Terres à louer, terres aliénées

Les Echos | 02/12/08

Dernières nouvelles de la mondialisation : la société sud-coréenne Daewoo Logistics négocie avec le gouvernement de Madagascar la location, pour quatre-vingt-dix-neuf ans, de quelque 1,3 million d'hectares de terres agricoles. Soit un quarante-cinquième de la superficie de l'île : comme si la France accordait pour un siècle à un investisseur étranger la libre disposition de deux de ses départements... 1 million d'hectares, à l'ouest du pays, seront consacrés à la culture du maïs (semences américaines) ; le reste, à l'est, à l'huile de palme (semences du Costa Rica). Voilà un « choc des civilisations » que n'avait pas envisagé le politologue Samuel Huntington quand il publia en 1996, sous ce titre, son livre fameux.

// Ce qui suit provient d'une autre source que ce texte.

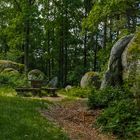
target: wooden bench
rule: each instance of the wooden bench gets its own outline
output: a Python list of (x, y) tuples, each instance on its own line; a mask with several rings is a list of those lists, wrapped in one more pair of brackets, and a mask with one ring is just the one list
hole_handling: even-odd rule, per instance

Cette opération, bien qu'exceptionnelle par son ampleur, n'est pas la seule du genre : d'autres pays africains - le Soudan, l'Ethiopie, l'Angola, la Tanzanie... - proposent aussi des ventes de territoires ou des concessions de longue durée. Les pays intéressés sont ceux qui manquent de terres cultivables et possèdent - ou peuvent se payer - les compétences nécessaires pour les mettre en valeur : la Corée du Sud et les Etats du Golfe, notamment. De telles transactions, au dire des spécialistes, se sont multipliées depuis la flambée mondiale des prix agricoles, fin 2007.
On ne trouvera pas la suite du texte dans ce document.